# Roof won't open



## PiSSAT4motion (Sep 28, 2006)

I am in the process of reviving an Eos. 07 totaled out based on headlight and front fender damage. Since I've been getting it together I've attempted to open the top twice. The first time the sequence stopped when the pillars were suppose to disengage from the windshield. Second time, windows rolled up and the flashy light on the dash appeared. (sunroof works). 

I have obd11 so I'll check any faults tomorrow, but wondering of anyone had any early insight?
*only other thing I noticed was that the auto up/down function was not working on the passenger side door prior to the second attempt*

Also noticed what might be a too large gap at the windshield/pillars, photos attached.. I did not notice this gap before the first attempt at top down









Sent from my Nexus 6 using Tapatalk


----------



## jszucs (Sep 21, 2013)

Gaps look normal. 1000000000% fix your window issues first. your ODB11 may not cut it on a vag product, would highly recommend VagCom for you bringing it back from the dead.

First pro tip before you get this sorted ONLY open / test the top while you got it parked inside or MIN somewhere you can put a quality water tight car cover over it if needed.

Then after you have it sorted ONLY move the top somewhere off the road in a legit parking spot where you can leave it if you need to if it get stuck.

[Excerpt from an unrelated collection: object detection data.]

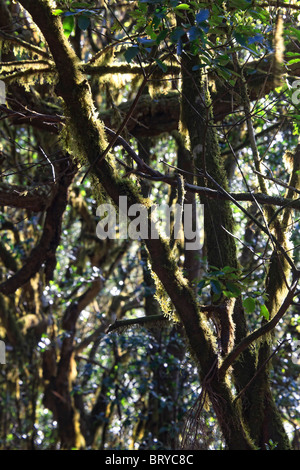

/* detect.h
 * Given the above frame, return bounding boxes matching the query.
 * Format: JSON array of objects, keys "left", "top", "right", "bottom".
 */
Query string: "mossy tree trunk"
[{"left": 20, "top": 0, "right": 298, "bottom": 450}]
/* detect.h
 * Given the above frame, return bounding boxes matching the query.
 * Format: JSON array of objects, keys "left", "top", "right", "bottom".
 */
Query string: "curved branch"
[{"left": 219, "top": 271, "right": 300, "bottom": 378}]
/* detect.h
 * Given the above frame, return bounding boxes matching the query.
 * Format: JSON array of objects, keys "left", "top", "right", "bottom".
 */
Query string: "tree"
[{"left": 0, "top": 0, "right": 300, "bottom": 450}]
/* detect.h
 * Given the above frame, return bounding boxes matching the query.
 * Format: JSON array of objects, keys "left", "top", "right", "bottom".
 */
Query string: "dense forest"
[{"left": 0, "top": 0, "right": 300, "bottom": 451}]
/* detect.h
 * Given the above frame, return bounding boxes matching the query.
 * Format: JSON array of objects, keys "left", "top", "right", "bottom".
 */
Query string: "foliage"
[{"left": 0, "top": 0, "right": 300, "bottom": 450}]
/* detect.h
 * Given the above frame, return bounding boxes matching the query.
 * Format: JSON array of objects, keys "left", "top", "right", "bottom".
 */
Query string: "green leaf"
[
  {"left": 154, "top": 59, "right": 168, "bottom": 72},
  {"left": 52, "top": 8, "right": 64, "bottom": 16},
  {"left": 63, "top": 15, "right": 75, "bottom": 38},
  {"left": 243, "top": 297, "right": 256, "bottom": 313},
  {"left": 174, "top": 3, "right": 190, "bottom": 10},
  {"left": 124, "top": 46, "right": 139, "bottom": 64},
  {"left": 225, "top": 281, "right": 241, "bottom": 297},
  {"left": 77, "top": 15, "right": 91, "bottom": 31},
  {"left": 198, "top": 279, "right": 206, "bottom": 294},
  {"left": 259, "top": 304, "right": 270, "bottom": 321},
  {"left": 196, "top": 10, "right": 209, "bottom": 24},
  {"left": 210, "top": 279, "right": 222, "bottom": 295}
]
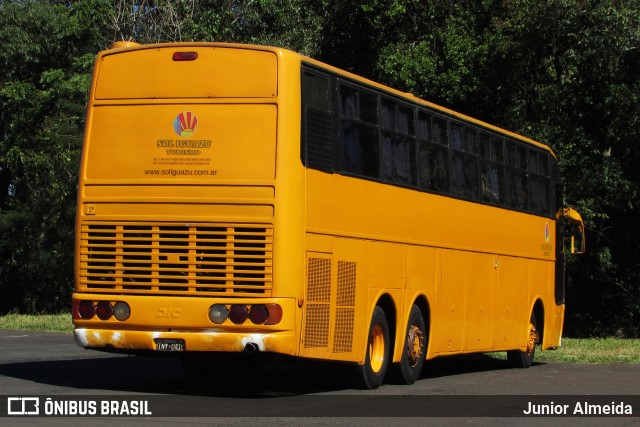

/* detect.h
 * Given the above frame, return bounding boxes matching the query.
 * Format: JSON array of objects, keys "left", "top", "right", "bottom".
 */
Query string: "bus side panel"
[
  {"left": 300, "top": 239, "right": 370, "bottom": 361},
  {"left": 465, "top": 253, "right": 498, "bottom": 351},
  {"left": 542, "top": 263, "right": 565, "bottom": 350},
  {"left": 495, "top": 256, "right": 530, "bottom": 349},
  {"left": 431, "top": 250, "right": 471, "bottom": 353}
]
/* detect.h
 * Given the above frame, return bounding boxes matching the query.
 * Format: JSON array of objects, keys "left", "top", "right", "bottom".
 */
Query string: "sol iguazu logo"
[{"left": 173, "top": 111, "right": 198, "bottom": 138}]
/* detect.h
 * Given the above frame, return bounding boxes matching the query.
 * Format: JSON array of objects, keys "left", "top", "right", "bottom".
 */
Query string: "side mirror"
[
  {"left": 556, "top": 208, "right": 586, "bottom": 255},
  {"left": 571, "top": 224, "right": 585, "bottom": 255}
]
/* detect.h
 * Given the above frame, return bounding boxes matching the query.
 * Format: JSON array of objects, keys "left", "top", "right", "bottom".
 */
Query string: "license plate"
[{"left": 155, "top": 338, "right": 184, "bottom": 351}]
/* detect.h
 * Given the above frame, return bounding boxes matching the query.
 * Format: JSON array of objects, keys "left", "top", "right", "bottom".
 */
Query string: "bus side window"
[
  {"left": 507, "top": 141, "right": 529, "bottom": 210},
  {"left": 479, "top": 133, "right": 504, "bottom": 204},
  {"left": 340, "top": 85, "right": 380, "bottom": 179}
]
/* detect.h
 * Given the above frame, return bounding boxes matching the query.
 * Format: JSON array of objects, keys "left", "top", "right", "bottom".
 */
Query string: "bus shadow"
[{"left": 0, "top": 355, "right": 540, "bottom": 398}]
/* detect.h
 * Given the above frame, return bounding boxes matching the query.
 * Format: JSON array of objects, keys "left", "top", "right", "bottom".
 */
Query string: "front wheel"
[
  {"left": 507, "top": 313, "right": 540, "bottom": 368},
  {"left": 354, "top": 307, "right": 390, "bottom": 389}
]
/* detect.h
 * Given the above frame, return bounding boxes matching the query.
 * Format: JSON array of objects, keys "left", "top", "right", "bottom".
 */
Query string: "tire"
[
  {"left": 393, "top": 305, "right": 427, "bottom": 384},
  {"left": 354, "top": 307, "right": 390, "bottom": 390},
  {"left": 507, "top": 313, "right": 539, "bottom": 369}
]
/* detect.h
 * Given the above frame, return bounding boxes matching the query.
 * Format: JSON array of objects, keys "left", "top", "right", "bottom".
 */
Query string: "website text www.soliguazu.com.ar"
[{"left": 144, "top": 169, "right": 218, "bottom": 176}]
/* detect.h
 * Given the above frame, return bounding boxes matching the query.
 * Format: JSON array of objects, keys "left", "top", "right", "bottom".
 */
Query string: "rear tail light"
[
  {"left": 209, "top": 304, "right": 229, "bottom": 325},
  {"left": 229, "top": 304, "right": 249, "bottom": 325},
  {"left": 209, "top": 304, "right": 282, "bottom": 325},
  {"left": 249, "top": 304, "right": 269, "bottom": 325},
  {"left": 96, "top": 301, "right": 113, "bottom": 320},
  {"left": 78, "top": 301, "right": 96, "bottom": 319},
  {"left": 72, "top": 300, "right": 131, "bottom": 321},
  {"left": 264, "top": 304, "right": 282, "bottom": 325},
  {"left": 113, "top": 301, "right": 131, "bottom": 321}
]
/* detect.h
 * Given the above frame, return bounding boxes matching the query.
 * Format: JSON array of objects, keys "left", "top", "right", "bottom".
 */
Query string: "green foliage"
[{"left": 0, "top": 1, "right": 97, "bottom": 313}]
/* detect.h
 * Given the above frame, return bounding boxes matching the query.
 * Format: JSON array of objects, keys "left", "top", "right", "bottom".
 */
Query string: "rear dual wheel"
[
  {"left": 507, "top": 313, "right": 540, "bottom": 368},
  {"left": 393, "top": 305, "right": 427, "bottom": 384},
  {"left": 354, "top": 307, "right": 391, "bottom": 389}
]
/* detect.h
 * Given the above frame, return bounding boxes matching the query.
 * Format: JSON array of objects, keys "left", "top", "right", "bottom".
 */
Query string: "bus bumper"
[
  {"left": 73, "top": 328, "right": 296, "bottom": 355},
  {"left": 73, "top": 293, "right": 298, "bottom": 356}
]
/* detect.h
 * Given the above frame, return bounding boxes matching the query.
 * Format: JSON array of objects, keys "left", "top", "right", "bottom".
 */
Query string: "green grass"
[
  {"left": 0, "top": 313, "right": 73, "bottom": 333},
  {"left": 0, "top": 313, "right": 640, "bottom": 364}
]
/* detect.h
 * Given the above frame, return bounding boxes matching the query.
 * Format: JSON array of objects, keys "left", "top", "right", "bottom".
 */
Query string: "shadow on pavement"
[{"left": 0, "top": 354, "right": 524, "bottom": 397}]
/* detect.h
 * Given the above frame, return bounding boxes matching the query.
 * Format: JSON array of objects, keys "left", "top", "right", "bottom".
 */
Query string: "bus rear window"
[{"left": 95, "top": 46, "right": 277, "bottom": 100}]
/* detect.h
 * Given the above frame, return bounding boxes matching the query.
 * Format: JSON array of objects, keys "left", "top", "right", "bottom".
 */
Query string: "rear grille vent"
[{"left": 79, "top": 223, "right": 273, "bottom": 296}]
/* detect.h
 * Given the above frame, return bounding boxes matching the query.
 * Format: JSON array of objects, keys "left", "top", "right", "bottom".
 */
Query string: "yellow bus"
[{"left": 72, "top": 42, "right": 584, "bottom": 388}]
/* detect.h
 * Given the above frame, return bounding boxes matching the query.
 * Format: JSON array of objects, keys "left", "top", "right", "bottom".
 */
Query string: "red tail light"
[{"left": 96, "top": 301, "right": 113, "bottom": 320}]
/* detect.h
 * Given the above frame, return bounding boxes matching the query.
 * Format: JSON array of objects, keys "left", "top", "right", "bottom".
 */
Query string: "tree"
[{"left": 0, "top": 1, "right": 111, "bottom": 312}]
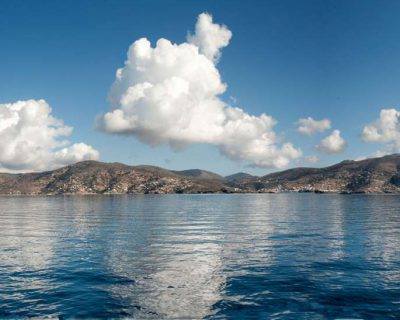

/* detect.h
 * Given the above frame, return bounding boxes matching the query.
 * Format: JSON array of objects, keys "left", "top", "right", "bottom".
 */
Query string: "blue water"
[{"left": 0, "top": 194, "right": 400, "bottom": 320}]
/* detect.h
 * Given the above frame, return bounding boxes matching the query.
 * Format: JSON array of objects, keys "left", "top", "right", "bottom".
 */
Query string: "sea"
[{"left": 0, "top": 193, "right": 400, "bottom": 320}]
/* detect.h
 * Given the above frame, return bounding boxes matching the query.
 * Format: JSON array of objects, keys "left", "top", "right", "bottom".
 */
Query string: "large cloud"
[
  {"left": 0, "top": 100, "right": 99, "bottom": 172},
  {"left": 297, "top": 117, "right": 331, "bottom": 136},
  {"left": 317, "top": 130, "right": 347, "bottom": 154},
  {"left": 98, "top": 13, "right": 301, "bottom": 168},
  {"left": 361, "top": 109, "right": 400, "bottom": 155}
]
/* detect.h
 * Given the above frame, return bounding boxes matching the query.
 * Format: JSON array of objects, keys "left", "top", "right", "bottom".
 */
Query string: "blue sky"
[{"left": 0, "top": 1, "right": 400, "bottom": 174}]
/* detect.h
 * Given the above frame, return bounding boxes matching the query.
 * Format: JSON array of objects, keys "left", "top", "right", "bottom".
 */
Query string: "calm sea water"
[{"left": 0, "top": 194, "right": 400, "bottom": 319}]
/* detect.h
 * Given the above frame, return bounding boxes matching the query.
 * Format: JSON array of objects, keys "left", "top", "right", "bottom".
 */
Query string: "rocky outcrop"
[
  {"left": 241, "top": 154, "right": 400, "bottom": 193},
  {"left": 0, "top": 161, "right": 233, "bottom": 195},
  {"left": 0, "top": 155, "right": 400, "bottom": 195}
]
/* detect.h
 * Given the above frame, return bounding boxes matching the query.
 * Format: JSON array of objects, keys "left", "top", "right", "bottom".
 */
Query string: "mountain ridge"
[{"left": 0, "top": 154, "right": 400, "bottom": 195}]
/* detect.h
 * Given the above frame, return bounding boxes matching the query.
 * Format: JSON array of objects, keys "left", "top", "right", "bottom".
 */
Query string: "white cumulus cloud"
[
  {"left": 304, "top": 156, "right": 319, "bottom": 163},
  {"left": 0, "top": 100, "right": 99, "bottom": 172},
  {"left": 297, "top": 117, "right": 331, "bottom": 136},
  {"left": 97, "top": 13, "right": 301, "bottom": 168},
  {"left": 361, "top": 109, "right": 400, "bottom": 156},
  {"left": 317, "top": 130, "right": 347, "bottom": 154}
]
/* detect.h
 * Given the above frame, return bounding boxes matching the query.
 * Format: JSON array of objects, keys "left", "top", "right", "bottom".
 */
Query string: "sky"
[{"left": 0, "top": 0, "right": 400, "bottom": 175}]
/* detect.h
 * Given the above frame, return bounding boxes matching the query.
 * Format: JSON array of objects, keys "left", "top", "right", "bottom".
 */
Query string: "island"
[{"left": 0, "top": 154, "right": 400, "bottom": 195}]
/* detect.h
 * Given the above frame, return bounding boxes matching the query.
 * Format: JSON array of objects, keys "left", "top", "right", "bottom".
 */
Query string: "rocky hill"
[
  {"left": 240, "top": 154, "right": 400, "bottom": 193},
  {"left": 0, "top": 154, "right": 400, "bottom": 195},
  {"left": 0, "top": 161, "right": 233, "bottom": 195}
]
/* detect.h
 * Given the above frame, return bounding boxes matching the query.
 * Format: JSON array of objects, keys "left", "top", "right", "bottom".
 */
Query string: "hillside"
[
  {"left": 241, "top": 154, "right": 400, "bottom": 193},
  {"left": 0, "top": 154, "right": 400, "bottom": 195}
]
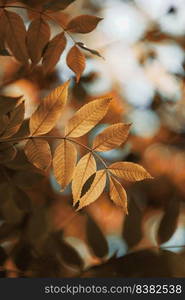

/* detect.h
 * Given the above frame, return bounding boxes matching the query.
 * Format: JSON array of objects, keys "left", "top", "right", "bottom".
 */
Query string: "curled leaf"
[
  {"left": 110, "top": 177, "right": 128, "bottom": 214},
  {"left": 29, "top": 82, "right": 69, "bottom": 135},
  {"left": 42, "top": 32, "right": 67, "bottom": 73},
  {"left": 93, "top": 123, "right": 130, "bottom": 151},
  {"left": 109, "top": 162, "right": 152, "bottom": 181},
  {"left": 72, "top": 153, "right": 96, "bottom": 205},
  {"left": 27, "top": 18, "right": 50, "bottom": 64},
  {"left": 53, "top": 140, "right": 77, "bottom": 189},
  {"left": 66, "top": 15, "right": 102, "bottom": 33},
  {"left": 24, "top": 138, "right": 52, "bottom": 170},
  {"left": 67, "top": 46, "right": 85, "bottom": 82},
  {"left": 78, "top": 170, "right": 106, "bottom": 210},
  {"left": 65, "top": 98, "right": 111, "bottom": 138}
]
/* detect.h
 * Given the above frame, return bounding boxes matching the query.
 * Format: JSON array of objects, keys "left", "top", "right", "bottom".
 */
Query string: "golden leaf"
[
  {"left": 72, "top": 153, "right": 96, "bottom": 205},
  {"left": 66, "top": 46, "right": 85, "bottom": 82},
  {"left": 0, "top": 143, "right": 17, "bottom": 164},
  {"left": 29, "top": 81, "right": 69, "bottom": 135},
  {"left": 66, "top": 15, "right": 102, "bottom": 33},
  {"left": 93, "top": 123, "right": 130, "bottom": 151},
  {"left": 65, "top": 98, "right": 111, "bottom": 138},
  {"left": 24, "top": 138, "right": 52, "bottom": 171},
  {"left": 5, "top": 10, "right": 28, "bottom": 64},
  {"left": 42, "top": 32, "right": 67, "bottom": 73},
  {"left": 53, "top": 140, "right": 77, "bottom": 189},
  {"left": 1, "top": 102, "right": 25, "bottom": 138},
  {"left": 78, "top": 170, "right": 106, "bottom": 210},
  {"left": 109, "top": 177, "right": 128, "bottom": 214},
  {"left": 27, "top": 18, "right": 50, "bottom": 64},
  {"left": 44, "top": 0, "right": 76, "bottom": 11},
  {"left": 109, "top": 162, "right": 152, "bottom": 181},
  {"left": 0, "top": 95, "right": 22, "bottom": 115}
]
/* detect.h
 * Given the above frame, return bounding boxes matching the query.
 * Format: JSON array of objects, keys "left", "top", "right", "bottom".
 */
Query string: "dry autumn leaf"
[
  {"left": 109, "top": 162, "right": 152, "bottom": 181},
  {"left": 53, "top": 140, "right": 77, "bottom": 189},
  {"left": 72, "top": 153, "right": 96, "bottom": 205},
  {"left": 93, "top": 123, "right": 130, "bottom": 151},
  {"left": 24, "top": 138, "right": 52, "bottom": 171},
  {"left": 4, "top": 10, "right": 29, "bottom": 65},
  {"left": 65, "top": 98, "right": 111, "bottom": 138},
  {"left": 29, "top": 81, "right": 69, "bottom": 135},
  {"left": 109, "top": 176, "right": 128, "bottom": 214},
  {"left": 1, "top": 102, "right": 25, "bottom": 138},
  {"left": 77, "top": 170, "right": 106, "bottom": 210},
  {"left": 67, "top": 45, "right": 85, "bottom": 82},
  {"left": 42, "top": 32, "right": 67, "bottom": 73},
  {"left": 27, "top": 17, "right": 50, "bottom": 64},
  {"left": 66, "top": 15, "right": 102, "bottom": 33}
]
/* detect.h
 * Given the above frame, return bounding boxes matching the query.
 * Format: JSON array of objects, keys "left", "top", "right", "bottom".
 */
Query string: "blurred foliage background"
[{"left": 0, "top": 0, "right": 185, "bottom": 277}]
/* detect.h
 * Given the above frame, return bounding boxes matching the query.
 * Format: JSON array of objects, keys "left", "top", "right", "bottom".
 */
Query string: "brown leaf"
[
  {"left": 66, "top": 15, "right": 102, "bottom": 33},
  {"left": 65, "top": 98, "right": 111, "bottom": 138},
  {"left": 93, "top": 123, "right": 130, "bottom": 151},
  {"left": 109, "top": 162, "right": 152, "bottom": 181},
  {"left": 53, "top": 140, "right": 77, "bottom": 189},
  {"left": 78, "top": 170, "right": 106, "bottom": 210},
  {"left": 5, "top": 10, "right": 28, "bottom": 65},
  {"left": 0, "top": 143, "right": 17, "bottom": 164},
  {"left": 76, "top": 42, "right": 103, "bottom": 58},
  {"left": 72, "top": 153, "right": 96, "bottom": 205},
  {"left": 1, "top": 102, "right": 25, "bottom": 138},
  {"left": 24, "top": 138, "right": 52, "bottom": 171},
  {"left": 110, "top": 177, "right": 128, "bottom": 214},
  {"left": 0, "top": 96, "right": 22, "bottom": 115},
  {"left": 66, "top": 46, "right": 85, "bottom": 82},
  {"left": 30, "top": 81, "right": 69, "bottom": 135},
  {"left": 42, "top": 32, "right": 67, "bottom": 73},
  {"left": 44, "top": 0, "right": 76, "bottom": 11},
  {"left": 27, "top": 17, "right": 50, "bottom": 64}
]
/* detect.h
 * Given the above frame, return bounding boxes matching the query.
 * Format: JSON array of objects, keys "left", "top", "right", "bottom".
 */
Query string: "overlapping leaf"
[
  {"left": 1, "top": 102, "right": 25, "bottom": 138},
  {"left": 67, "top": 45, "right": 85, "bottom": 82},
  {"left": 93, "top": 123, "right": 130, "bottom": 151},
  {"left": 30, "top": 82, "right": 69, "bottom": 135},
  {"left": 65, "top": 98, "right": 111, "bottom": 138},
  {"left": 42, "top": 32, "right": 67, "bottom": 73},
  {"left": 24, "top": 138, "right": 52, "bottom": 170},
  {"left": 109, "top": 162, "right": 152, "bottom": 181},
  {"left": 66, "top": 15, "right": 102, "bottom": 33},
  {"left": 53, "top": 140, "right": 77, "bottom": 189},
  {"left": 110, "top": 177, "right": 128, "bottom": 214},
  {"left": 27, "top": 17, "right": 50, "bottom": 64},
  {"left": 78, "top": 170, "right": 106, "bottom": 210},
  {"left": 4, "top": 10, "right": 28, "bottom": 64},
  {"left": 72, "top": 153, "right": 96, "bottom": 205}
]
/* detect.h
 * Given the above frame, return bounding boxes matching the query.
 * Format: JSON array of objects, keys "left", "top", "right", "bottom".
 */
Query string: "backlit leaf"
[
  {"left": 93, "top": 123, "right": 130, "bottom": 151},
  {"left": 72, "top": 153, "right": 96, "bottom": 205},
  {"left": 109, "top": 162, "right": 152, "bottom": 181},
  {"left": 53, "top": 140, "right": 77, "bottom": 189},
  {"left": 67, "top": 46, "right": 85, "bottom": 82},
  {"left": 5, "top": 10, "right": 28, "bottom": 64},
  {"left": 66, "top": 15, "right": 102, "bottom": 33},
  {"left": 78, "top": 170, "right": 106, "bottom": 210},
  {"left": 27, "top": 18, "right": 50, "bottom": 64},
  {"left": 1, "top": 102, "right": 25, "bottom": 138},
  {"left": 24, "top": 138, "right": 52, "bottom": 170},
  {"left": 65, "top": 98, "right": 111, "bottom": 138},
  {"left": 30, "top": 82, "right": 69, "bottom": 135},
  {"left": 109, "top": 177, "right": 128, "bottom": 214},
  {"left": 44, "top": 0, "right": 76, "bottom": 11},
  {"left": 42, "top": 32, "right": 67, "bottom": 73}
]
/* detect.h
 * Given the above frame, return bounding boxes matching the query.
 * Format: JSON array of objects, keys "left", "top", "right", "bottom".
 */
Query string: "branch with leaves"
[
  {"left": 0, "top": 82, "right": 152, "bottom": 213},
  {"left": 0, "top": 0, "right": 102, "bottom": 81}
]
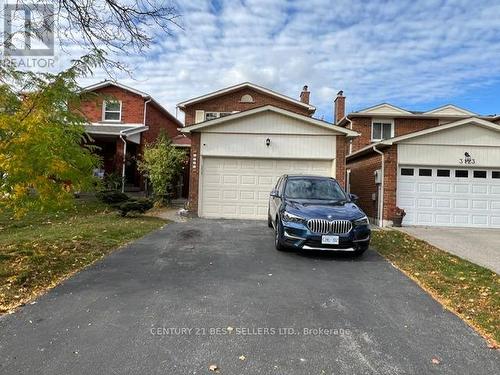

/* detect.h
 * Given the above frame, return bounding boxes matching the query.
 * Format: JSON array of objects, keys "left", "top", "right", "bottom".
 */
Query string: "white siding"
[
  {"left": 203, "top": 111, "right": 335, "bottom": 135},
  {"left": 398, "top": 125, "right": 500, "bottom": 168},
  {"left": 200, "top": 133, "right": 336, "bottom": 160},
  {"left": 398, "top": 144, "right": 500, "bottom": 168}
]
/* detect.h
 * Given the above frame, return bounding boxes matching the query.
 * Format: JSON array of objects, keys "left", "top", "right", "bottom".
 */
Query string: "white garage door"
[
  {"left": 397, "top": 166, "right": 500, "bottom": 228},
  {"left": 201, "top": 157, "right": 333, "bottom": 219}
]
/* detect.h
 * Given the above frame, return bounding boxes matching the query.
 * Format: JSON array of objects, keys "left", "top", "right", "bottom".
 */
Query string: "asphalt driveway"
[
  {"left": 401, "top": 227, "right": 500, "bottom": 274},
  {"left": 0, "top": 219, "right": 500, "bottom": 375}
]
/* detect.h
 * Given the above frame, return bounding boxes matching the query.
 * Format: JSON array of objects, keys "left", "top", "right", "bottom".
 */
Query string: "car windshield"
[{"left": 285, "top": 178, "right": 346, "bottom": 200}]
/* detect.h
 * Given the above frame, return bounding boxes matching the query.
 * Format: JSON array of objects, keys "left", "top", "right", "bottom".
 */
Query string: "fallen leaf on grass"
[{"left": 208, "top": 365, "right": 219, "bottom": 372}]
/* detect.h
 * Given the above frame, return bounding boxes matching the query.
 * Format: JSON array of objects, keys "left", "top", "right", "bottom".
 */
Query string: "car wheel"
[{"left": 274, "top": 218, "right": 286, "bottom": 251}]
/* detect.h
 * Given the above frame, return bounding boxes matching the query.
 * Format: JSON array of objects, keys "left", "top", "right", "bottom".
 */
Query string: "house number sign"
[{"left": 458, "top": 152, "right": 476, "bottom": 164}]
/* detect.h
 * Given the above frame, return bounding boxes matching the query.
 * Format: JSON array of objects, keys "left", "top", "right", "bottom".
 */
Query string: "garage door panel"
[
  {"left": 200, "top": 157, "right": 333, "bottom": 219},
  {"left": 472, "top": 185, "right": 488, "bottom": 194},
  {"left": 397, "top": 166, "right": 500, "bottom": 228}
]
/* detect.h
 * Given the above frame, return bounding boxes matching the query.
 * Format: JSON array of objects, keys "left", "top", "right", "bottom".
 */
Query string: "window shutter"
[{"left": 194, "top": 110, "right": 205, "bottom": 124}]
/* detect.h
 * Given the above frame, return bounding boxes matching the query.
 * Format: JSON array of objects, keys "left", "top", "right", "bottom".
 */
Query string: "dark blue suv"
[{"left": 268, "top": 175, "right": 371, "bottom": 255}]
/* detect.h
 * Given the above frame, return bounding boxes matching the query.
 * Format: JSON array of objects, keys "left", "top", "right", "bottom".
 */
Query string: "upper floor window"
[
  {"left": 372, "top": 120, "right": 394, "bottom": 141},
  {"left": 205, "top": 112, "right": 232, "bottom": 121},
  {"left": 240, "top": 94, "right": 253, "bottom": 103},
  {"left": 102, "top": 100, "right": 122, "bottom": 121}
]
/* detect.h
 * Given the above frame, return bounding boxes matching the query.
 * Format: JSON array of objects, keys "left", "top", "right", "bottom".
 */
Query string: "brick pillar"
[
  {"left": 382, "top": 145, "right": 398, "bottom": 221},
  {"left": 335, "top": 135, "right": 348, "bottom": 189},
  {"left": 188, "top": 133, "right": 201, "bottom": 215}
]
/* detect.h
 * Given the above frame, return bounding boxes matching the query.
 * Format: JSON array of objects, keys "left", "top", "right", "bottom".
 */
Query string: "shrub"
[
  {"left": 118, "top": 199, "right": 153, "bottom": 216},
  {"left": 138, "top": 133, "right": 187, "bottom": 203},
  {"left": 96, "top": 190, "right": 129, "bottom": 205}
]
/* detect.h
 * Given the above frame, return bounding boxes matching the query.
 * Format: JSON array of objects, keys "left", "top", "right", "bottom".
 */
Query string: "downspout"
[
  {"left": 142, "top": 98, "right": 151, "bottom": 126},
  {"left": 373, "top": 145, "right": 385, "bottom": 227},
  {"left": 120, "top": 130, "right": 127, "bottom": 193}
]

2nd pro tip....... NEVER EVER stop it 1/2 way only fully up or down or stop in service position. Yes there will be times you will have to put in a spot other then that. BUT you will end up getting into really dicy positions where it will refuse to corporate and will just tell you to take in for service (but won't let you move it / drive it) the manual move is a PITA and takes forever taking the inside of the top apart in tight quarters. 


Now to get your roof bars coming back. Put the windows full down use the all windows button or the 4 buttons by themself. Now Pull the top lever and keep holding till it's folded the roof popped the boot and swings it back, where it stopped before it pulls the roof bars back. Now look back at the little flaps next to the rear windows. More then likely 1 or both are stuck closed or not fully flipped out. Give them a helping hand and flip them fully out. Now pull the roof down again and it should retract the bars for you and finish tucking the roof away tuck the bars away and close the boot.

GL it's been a real PAIN for me. But like you I'm trying to bring this one back from the dead.


----------



## jszucs (Sep 21, 2013)

Sorry you push the top button for down pull for up. How is it going the side flaps your hold up? I'm down to the dreaded imrc motor issue. Brand new motor vdo blue dotted as oem current revision yet gives error in adapt.


----------